Speaking on the sidelines of the Next Generation Water Action (NGWA) Multi-Hub Finals, which was hosted in collaboration with the Technical University of Denmark, he suggested that the performance of young Ghanaian entrepreneurs and academics at the event has further bolstered his belief.
“A day like this is proof of the enormous mass of talent; there are a lot of well-educated people with great ideas and drive. The talent and ideas are there and of course, we need structures to ensure that these do not go to waste because that would be equally as bad, maybe worse, as water going to waste or any other resource going to waste,” he said.
Earlier, in his welcome address, Mr. Nørring called for partnerships within and across countries to better share skill and technical know-how. “In Denmark, we are strong believers that coming up with innovative and creative solutions to our problems requires collaboration. Innovation happens when we put our best minds together from across the spectrum… we also need to work together across borders, and with this case-competition, we are truly getting global input to our local challenges.”

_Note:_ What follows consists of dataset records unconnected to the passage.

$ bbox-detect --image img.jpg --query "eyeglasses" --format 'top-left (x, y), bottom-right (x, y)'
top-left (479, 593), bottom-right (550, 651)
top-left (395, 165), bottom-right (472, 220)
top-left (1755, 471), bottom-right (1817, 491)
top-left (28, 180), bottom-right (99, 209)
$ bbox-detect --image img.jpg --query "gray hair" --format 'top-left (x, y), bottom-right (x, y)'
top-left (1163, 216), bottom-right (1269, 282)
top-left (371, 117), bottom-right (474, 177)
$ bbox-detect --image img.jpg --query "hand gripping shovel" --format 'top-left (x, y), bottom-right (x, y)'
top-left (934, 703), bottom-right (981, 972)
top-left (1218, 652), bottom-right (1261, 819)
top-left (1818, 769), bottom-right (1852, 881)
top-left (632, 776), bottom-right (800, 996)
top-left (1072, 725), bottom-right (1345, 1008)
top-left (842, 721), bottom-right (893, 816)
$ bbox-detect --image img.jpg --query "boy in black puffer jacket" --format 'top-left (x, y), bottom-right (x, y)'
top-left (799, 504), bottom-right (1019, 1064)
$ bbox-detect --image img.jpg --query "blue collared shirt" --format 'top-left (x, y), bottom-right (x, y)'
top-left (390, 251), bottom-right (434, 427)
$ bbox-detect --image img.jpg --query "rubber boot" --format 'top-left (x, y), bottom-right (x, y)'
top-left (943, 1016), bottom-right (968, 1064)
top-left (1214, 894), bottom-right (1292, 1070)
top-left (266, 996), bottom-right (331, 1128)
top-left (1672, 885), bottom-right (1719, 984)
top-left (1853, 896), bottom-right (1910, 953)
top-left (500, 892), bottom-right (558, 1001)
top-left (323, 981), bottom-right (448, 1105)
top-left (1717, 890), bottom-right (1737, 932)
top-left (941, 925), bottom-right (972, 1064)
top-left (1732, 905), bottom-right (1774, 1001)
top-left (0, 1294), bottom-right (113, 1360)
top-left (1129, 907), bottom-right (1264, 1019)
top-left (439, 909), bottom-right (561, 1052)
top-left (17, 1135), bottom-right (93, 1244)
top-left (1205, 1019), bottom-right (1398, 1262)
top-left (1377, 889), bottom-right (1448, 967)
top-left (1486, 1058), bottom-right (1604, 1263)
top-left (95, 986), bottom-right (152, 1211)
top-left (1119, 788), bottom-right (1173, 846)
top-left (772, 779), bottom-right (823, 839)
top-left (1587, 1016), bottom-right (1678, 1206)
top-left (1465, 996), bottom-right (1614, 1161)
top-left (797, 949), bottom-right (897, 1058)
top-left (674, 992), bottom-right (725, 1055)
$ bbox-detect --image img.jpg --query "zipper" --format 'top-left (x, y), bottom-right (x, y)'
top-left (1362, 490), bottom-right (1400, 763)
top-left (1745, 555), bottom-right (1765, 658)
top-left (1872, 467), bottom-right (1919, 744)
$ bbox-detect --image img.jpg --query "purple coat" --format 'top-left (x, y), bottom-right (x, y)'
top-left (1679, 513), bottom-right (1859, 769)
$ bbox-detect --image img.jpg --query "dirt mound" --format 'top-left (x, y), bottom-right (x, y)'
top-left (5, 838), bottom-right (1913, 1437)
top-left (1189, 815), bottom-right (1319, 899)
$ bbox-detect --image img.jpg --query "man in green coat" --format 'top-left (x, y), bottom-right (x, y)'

With the World Health Organisation suggesting that for every US$1 invested in water and sanitation, there are direct and indirect economic returns – to individuals and households, the health sector, and agricultural and industrial sectors, ranging from US$3 to US$34 – the Dean of the Faculty of Built Environment at the Kwame Nkrumah University of Science and Technology (KNUST), Prof. Samuel Amos-Abanyie, called for investment in water and sanitation to translate solutions proffered through research to economically viable businesses.

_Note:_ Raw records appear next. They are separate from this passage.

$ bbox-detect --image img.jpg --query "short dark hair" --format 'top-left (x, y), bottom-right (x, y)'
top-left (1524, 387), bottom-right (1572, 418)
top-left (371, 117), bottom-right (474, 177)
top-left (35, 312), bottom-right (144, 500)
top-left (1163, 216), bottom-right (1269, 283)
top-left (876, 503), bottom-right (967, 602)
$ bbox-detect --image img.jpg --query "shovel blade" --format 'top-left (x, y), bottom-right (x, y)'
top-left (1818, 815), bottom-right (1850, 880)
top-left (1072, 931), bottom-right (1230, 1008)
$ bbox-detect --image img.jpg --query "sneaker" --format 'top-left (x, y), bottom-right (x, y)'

“What has been lacking is not workable solutions. What we have needed is translating these solutions to start-ups and getting the necessary support to push these innovations. Research must translate into entrepreneurial ideas, which simultaneously solve problems, whilst generating employment opportunities and revenue,” he said.
On his part, Chief Manager Responsible for Technology and Innovation at the Ghana Water Company Limited (GWCL), Ing. Richard Appiah Otoo, expressed his outfit’s commitment to supporting young and innovative persons who are finding practical solutions to the nation’s water and sanitation challenges.
This, he said, is evident as GWCL, in partnership with Danish firm, LE34, presented a challenge to the participating students to find innovative solutions to enable GWCL map out its network in a bid to manage the high level of non-revenue water, which currently stands at about 50%.
“Through our Research and Innovation unit, we continue to identify and define all the problems that we face as a utility company and get start-ups, academia and other private companies to develop solutions which will be mutually beneficial. This is one of many such avenues that we seek to explore,” he stated.
The Next Generation Water Action initiative engages students from leading technical universities, as well as early-stage startups, in Denmark, Mexico, India, Korea, Kenya and Ghana to build skills and apply their technical disciplines, innovation and solutions to challenge and catalyse water solutions towards smart liveable cities.
At the finals, Bluesparks, a start-up which applies technology to recycle water used car wash facilities and Infitech, which developed water level sensors to be used in storage tanks to eliminate spillage, were Ghana’s representatives. In the end, Bluesparks was named in the top five start-ups which participated.
Also, Group Two from the KNUST, composed of Francis Adu-Boahene, Michelle Agbozo and Zenobia Kusi-Afrakoma, were awarded a €1,000 scholarship accelerator programme.